Releases can be installed from the command line with pip:

$ pip install --upgrade mc2skos             # with virtualenv or as root
$ pip install --upgrade --user mc2skos      # install to ~/.local
  • Works with both Python 2.7 and 3.4+. See Travis for details on tested Python versions.

  • If lxml fails to install on Windows, try the windows installer from from PyPI.

  • If lxml fails to install on Unix, install system packages python-dev and libxml2-dev

  • Make sure the Python scripts folder has been added to your PATH.

To directly use a version from source code repository:

$ git clone https://github.com/scriptotek/mc2skos.git
$ cd mc2skos
$ pip install -e .

Usage

mc2skos infile.xml outfile.ttl      # from file to file
mc2skos infile.xml > outfile.ttl    # from file to standard output

Run mc2skos --help or mc2skos -h for options.

URIs

URIs are generated automatically for known concept schemes, identified from 084 $a for classification records and from 008[11] / 040 $f for authority records. To list known concept schemes:

$ mc2skos -l

To add more vocabularies, you can edit vocabularies.yml. Pull requests for adding more vocabularies are very welcome!

URIs can be also be generated on the fly from an URI template specified with option --uri. The following template parameters are recognized:

  • {control_number} is the control number from 001, 010 or 016. The current approach is to use 010 or 016 if defined, otherwise 001. If you find examples where this approach fails, please add them to [#42](https://github.com/scriptotek/mc2skos/issues/42).

  • {collection} is “class”, “table” or “scheme”

  • {object} is a member of the classification scheme and part of a {collection}, such as a specific class or table. Spaces in the URI are replaced by hyphens or another character configured with option –whitespace.

  • {edition} is taken from 084 $c (with language code stripped)

To add skos:inScheme statements to all records, an URI template can be specified with option --scheme. Otherwise, it will be derived from a default template if the concept scheme is known.

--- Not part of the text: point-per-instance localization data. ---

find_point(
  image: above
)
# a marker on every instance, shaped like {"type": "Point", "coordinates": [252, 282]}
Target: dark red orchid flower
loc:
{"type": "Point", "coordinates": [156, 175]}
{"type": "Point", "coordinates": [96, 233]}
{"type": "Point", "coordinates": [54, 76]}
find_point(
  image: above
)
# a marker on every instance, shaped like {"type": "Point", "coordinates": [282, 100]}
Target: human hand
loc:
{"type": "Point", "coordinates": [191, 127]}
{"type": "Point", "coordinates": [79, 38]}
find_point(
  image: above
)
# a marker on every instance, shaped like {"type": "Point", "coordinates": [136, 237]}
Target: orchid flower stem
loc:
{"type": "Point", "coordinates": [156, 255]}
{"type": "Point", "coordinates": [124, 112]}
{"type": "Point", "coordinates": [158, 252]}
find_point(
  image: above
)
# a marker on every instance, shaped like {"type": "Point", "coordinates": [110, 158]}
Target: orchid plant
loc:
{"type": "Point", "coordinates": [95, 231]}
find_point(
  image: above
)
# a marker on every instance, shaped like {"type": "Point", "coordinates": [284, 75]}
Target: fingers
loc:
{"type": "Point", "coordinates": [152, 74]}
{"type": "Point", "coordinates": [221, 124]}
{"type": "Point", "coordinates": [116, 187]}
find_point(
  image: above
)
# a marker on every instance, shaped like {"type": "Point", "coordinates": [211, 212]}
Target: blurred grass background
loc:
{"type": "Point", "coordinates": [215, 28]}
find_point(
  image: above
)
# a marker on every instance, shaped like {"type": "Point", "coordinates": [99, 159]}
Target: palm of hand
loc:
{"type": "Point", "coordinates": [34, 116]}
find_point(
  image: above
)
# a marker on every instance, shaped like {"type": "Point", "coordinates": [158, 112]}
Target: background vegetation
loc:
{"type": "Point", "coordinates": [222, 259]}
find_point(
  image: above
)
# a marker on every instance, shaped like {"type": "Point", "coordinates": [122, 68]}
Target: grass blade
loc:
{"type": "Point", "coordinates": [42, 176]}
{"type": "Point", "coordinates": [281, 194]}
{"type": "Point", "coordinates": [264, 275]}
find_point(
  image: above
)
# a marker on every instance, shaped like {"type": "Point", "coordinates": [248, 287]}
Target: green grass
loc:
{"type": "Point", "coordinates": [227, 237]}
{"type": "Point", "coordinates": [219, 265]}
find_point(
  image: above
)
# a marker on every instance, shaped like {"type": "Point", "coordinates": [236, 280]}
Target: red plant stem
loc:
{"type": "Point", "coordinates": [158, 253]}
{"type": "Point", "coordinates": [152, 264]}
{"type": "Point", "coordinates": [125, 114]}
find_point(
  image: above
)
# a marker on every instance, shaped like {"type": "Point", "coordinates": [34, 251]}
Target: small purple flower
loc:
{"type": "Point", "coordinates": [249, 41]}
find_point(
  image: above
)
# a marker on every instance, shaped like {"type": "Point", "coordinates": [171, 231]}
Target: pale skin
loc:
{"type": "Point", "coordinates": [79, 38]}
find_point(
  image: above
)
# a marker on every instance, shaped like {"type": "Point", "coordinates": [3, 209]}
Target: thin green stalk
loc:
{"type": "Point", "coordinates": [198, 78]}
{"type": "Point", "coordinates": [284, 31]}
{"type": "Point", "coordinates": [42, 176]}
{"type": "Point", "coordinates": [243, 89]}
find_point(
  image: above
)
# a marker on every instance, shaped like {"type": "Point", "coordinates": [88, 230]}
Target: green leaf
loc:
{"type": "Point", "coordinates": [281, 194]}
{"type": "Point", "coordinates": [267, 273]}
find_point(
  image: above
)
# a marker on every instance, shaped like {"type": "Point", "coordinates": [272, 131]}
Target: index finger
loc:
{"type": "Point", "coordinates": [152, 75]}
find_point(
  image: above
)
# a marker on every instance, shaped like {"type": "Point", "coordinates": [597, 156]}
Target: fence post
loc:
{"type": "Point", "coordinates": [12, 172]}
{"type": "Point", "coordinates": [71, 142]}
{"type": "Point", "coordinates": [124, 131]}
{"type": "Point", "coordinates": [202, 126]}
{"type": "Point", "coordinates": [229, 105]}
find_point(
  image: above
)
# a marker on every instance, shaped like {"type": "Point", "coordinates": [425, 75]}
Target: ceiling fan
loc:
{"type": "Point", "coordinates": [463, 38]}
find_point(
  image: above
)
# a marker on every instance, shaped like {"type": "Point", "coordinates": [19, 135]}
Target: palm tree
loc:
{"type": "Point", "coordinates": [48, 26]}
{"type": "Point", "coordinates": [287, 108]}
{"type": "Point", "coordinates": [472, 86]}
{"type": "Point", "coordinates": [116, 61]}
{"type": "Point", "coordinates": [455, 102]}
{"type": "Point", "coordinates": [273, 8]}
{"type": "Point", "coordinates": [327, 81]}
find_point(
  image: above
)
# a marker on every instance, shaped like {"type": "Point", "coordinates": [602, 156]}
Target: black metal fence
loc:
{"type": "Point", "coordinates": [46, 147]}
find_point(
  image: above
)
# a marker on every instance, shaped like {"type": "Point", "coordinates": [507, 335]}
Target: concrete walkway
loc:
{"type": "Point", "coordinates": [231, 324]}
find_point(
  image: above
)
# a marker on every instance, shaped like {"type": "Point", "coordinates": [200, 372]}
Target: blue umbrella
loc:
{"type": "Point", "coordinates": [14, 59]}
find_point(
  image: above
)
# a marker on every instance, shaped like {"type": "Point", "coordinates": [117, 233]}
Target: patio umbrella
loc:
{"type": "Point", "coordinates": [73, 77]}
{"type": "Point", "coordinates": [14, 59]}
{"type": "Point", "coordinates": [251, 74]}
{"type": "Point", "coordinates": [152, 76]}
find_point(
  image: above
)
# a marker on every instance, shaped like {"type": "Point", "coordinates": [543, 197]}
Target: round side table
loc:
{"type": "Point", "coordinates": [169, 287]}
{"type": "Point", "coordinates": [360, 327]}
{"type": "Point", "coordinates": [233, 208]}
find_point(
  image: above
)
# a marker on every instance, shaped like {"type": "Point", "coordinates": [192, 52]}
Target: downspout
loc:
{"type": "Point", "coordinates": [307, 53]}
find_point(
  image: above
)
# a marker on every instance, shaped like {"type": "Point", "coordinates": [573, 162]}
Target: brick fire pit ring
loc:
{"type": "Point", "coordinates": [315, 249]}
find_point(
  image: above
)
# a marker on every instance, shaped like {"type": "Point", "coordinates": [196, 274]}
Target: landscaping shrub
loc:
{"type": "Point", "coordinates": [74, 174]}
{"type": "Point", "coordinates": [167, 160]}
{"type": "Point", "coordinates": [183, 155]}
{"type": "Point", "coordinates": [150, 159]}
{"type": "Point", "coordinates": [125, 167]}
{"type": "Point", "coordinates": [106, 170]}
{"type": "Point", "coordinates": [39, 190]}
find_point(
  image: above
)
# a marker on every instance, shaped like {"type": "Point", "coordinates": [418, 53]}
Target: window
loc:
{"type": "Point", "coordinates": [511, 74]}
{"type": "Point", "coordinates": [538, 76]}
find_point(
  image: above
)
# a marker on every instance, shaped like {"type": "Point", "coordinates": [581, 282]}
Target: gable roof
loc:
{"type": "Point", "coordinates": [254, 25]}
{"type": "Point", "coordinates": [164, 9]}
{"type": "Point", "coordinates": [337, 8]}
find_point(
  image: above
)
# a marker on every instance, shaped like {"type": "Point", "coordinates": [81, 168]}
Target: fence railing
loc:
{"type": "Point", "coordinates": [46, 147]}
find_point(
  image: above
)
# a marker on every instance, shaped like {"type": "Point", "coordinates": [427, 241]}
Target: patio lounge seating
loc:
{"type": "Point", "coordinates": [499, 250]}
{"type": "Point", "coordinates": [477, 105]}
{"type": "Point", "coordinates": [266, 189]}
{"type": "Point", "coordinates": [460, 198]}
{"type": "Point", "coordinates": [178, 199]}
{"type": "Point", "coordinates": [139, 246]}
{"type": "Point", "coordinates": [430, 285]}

To add an additional skos:inScheme statement to table records, an URI template can be specified with option --table_scheme. Otherwise, it will be derived from a default template if the concept scheme is known.

The following example is generated from a DDC table record:

<http://dewey.info/class/6--982/e21/> a skos:Concept ;
    skos:inScheme <http://dewey.info/scheme/edition/e21/>,
                  <http://dewey.info/table/6/e21/> ;
    skos:notation "T6--982" ;
    skos:prefLabel "Chibchan and Paezan languages"@en .

Mapping schema for MARC21 Classification

Only a small part of the MARC21 Classification data model is converted, and the conversion follows a rather pragmatic approach, exemplified by the mapping of the 7XX fields to skos:altLabel.

MARC21XML

RDF

001 Control Number (see note above on 001, 010 & 016)

dcterms:identifier

005 Date and time of latest transaction

dcterms:modified

008[0:6] Date entered on file

dcterms:created

008[8]="d" or "e" Classification validity

owl:deprecated

010 Control Number (see note above on 001, 010 & 016)

dcterms:identifier

016 Control Number (see note above on 001, 010 & 016)

dcterms:identifier

153 $a, $c, $z Classification number

skos:notation

153 $j Caption

skos:prefLabel

153 $e, $f, $z Classification number hierarchy

skos:broader

253 Complex See Reference

skos:editorialNote

353 Complex See Also Reference

skos:editorialNote

680 Scope Note

skos:scopeNote

683 Application Instruction Note

skos:editorialNote

684 Auxiliary Instruction Note

skos:editorialNote

685 History Note

skos:historyNote

700 Index Term-Personal Name

skos:altLabel

710 Index Term-Corporate Name

skos:altLabel

711 Index Term-Meeting Name

skos:altLabel

730 Index Term-Uniform Title

skos:altLabel

748 Index Term-Chronological

skos:altLabel

750 Index Term-Topical

skos:altLabel

751 Index Term-Geographic Name

skos:altLabel

753 Index Term-Uncontrolled

skos:altLabel

765 Synthesized Number Components

mads:componentList (see below)

Synthesized number components

Components of synthesized numbers explicitly described in 765 fields are expressed using the mads:componentList property, and to preserve the order of the components, we use RDF lists. Example:

@prefix mads: <http://www.loc.gov/mads/rdf/v1#> .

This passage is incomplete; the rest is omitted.